PORTALS, PUBLIC SPHERE AND FRAGMENTATION: UOL and Globo.com coverage in times of bubble filters and echo chambers
Public Sphere. Webjournalism. Filter bubbles. Portals. Polarization.
This thesis analyzes the role played by portals as informational filters and mediators of public debate. To do so, it establishes a discussion about the evolution of the web within a sociotechnical context divided into two predominant phases: web 1.0 and web 2.0. With the growing horizontalization of communications symbolized by the potential of mass selfcommunication, we seek to deepen the knowledge about the place occupied by portals in the digital ecosystem. With an increasingly fragmented Public Sphere and journalistic authority based on the outmoded positivist notion of objectivity in question, deepening the understanding of how information flows work in the digital environment and the foundations on which journalism should be the mediator of public debate becomes fundamental.
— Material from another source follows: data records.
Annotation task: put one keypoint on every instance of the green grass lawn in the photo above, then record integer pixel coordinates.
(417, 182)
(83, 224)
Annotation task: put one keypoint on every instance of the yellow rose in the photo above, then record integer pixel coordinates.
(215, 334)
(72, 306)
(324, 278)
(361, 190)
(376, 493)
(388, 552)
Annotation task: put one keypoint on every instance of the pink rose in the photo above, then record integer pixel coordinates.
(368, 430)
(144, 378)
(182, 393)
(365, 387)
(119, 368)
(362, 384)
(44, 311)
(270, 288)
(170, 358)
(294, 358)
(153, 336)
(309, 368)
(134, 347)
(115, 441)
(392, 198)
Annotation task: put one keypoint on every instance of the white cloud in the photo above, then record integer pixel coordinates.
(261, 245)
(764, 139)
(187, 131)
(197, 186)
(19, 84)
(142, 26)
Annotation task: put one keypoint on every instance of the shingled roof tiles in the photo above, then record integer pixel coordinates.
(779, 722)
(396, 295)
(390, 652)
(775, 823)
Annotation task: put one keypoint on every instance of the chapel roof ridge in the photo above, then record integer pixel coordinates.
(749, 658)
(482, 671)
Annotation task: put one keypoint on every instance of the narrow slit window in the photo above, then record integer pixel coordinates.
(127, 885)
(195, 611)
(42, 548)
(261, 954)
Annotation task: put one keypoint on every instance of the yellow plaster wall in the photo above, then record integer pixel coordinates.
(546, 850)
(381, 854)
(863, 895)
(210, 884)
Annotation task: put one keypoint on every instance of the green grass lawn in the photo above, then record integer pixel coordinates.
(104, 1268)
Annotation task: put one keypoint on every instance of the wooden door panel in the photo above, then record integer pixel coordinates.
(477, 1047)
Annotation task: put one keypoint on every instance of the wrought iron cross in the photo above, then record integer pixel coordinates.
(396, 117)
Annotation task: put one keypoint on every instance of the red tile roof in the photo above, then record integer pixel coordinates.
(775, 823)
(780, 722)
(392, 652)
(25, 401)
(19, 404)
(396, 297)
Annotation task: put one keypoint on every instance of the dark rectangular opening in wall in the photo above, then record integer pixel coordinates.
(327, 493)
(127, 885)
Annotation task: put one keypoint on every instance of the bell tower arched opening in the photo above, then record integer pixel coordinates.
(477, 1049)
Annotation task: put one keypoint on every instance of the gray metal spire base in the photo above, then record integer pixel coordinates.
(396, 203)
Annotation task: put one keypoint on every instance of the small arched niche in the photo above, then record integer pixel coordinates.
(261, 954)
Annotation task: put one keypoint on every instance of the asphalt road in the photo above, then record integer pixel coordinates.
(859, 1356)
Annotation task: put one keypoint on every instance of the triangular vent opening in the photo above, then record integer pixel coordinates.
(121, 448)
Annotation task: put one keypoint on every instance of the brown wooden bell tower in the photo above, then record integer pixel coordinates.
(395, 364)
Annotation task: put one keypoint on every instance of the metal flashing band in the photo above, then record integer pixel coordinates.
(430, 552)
Thus, the present work has an empirical-theoretical case study of the 2018’s presidential elections in Brazil to understand the role played by the homepages as filters and to analyze the diversity of contents and frameworks offered by the coverage of the portals O Globo.com and UOL. In a scenario that poses an excess of information and a growing discussion about the bubbles generated by algorithms, the mediation carried out by journalism can present answers to a better democratic exercise.